The model is not the agent. The stateless service is not the agent. The context window stuffed with tokens is not memory. We have been treating the Semantic Processing Unit as if it were the whole system, and building the economics, the infrastructure, and the organizational expectations around that mistake.

The infrastructure gap is real. The economic model does not yet exist. We do not have a Statefulness As A Service model yet. The substrate is not ready. None of that changes the diagnosis and the diagnosis has to come first. You cannot build the right infrastructure for something you have not defined correctly. You cannot scale a solution to a problem you have not named.

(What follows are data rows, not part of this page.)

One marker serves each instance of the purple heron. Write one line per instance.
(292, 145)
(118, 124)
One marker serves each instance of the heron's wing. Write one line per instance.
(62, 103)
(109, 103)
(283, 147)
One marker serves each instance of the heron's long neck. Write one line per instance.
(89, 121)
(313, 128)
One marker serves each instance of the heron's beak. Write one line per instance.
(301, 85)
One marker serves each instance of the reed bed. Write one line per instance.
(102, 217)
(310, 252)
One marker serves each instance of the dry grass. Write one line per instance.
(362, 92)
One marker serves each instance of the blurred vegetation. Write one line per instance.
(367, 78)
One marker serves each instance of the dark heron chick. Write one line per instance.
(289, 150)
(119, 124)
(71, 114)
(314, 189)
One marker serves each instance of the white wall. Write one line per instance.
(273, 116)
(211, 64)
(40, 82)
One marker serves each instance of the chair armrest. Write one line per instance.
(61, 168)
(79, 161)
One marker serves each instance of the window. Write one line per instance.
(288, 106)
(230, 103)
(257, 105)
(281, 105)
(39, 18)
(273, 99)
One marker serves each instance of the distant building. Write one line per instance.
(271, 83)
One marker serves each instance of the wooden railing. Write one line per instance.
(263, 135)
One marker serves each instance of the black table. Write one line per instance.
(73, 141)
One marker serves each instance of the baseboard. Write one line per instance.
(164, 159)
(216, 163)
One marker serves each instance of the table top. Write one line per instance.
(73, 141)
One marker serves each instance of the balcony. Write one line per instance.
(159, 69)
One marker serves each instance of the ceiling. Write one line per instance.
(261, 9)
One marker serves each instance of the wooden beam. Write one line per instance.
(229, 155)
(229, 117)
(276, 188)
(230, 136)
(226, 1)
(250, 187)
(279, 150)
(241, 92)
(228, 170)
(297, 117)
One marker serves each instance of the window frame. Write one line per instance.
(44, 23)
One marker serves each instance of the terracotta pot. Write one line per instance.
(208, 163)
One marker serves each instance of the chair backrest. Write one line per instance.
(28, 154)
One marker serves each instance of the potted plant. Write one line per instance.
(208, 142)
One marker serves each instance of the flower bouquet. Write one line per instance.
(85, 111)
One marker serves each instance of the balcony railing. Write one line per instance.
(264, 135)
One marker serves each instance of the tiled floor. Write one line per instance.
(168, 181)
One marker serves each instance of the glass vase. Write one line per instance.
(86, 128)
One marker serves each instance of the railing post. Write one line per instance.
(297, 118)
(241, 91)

That is the gap this paper is asking you to close. Not by yourself. Together.

The engineering community invented SaaS to make stateless services economically viable at scale. It invented IaaS to make compute infrastructure accessible. It invented containerization to make deployment reproducible. Each of those was a paradigm shift that came from practitioners facing a real problem and refusing to accept that the current model was the only model.

We are at that moment again.

The model is not the agent. The model is the Semantic Processing Unit of the agent. Until the field owns that distinction, we will keep building Level B solutions and calling them Level C achievements.

So here is the question this paper puts to the community:

Now that we have named it, what are we going to do about it?

The discussion starts here.

References#

Shannon, C.E. (1948). “A Mathematical Theory of Communication.” Bell System Technical Journal, 27(3), 379–423.

Weaver, W. (1949). “Recent Contributions to the Mathematical Theory of Communication.” In Shannon, C.E. & Weaver, W., The Mathematical Theory of Communication. University of Illinois Press.

Vaswani, A., et al. (2017). “Attention Is All You Need.” arXiv:1706.03762.

Latour, B. (1992). “Where Are the Missing Masses? The Sociology of a Few Mundane Artifacts.” In Bijker, W.E. & Law, J. (Eds.), Shaping Technology/Building Society. MIT Press.

Kolny, M. (2023). “Scaling up the Prime Video audio/video monitoring service and reducing costs by 90%.” Amazon Prime Video Tech Blog.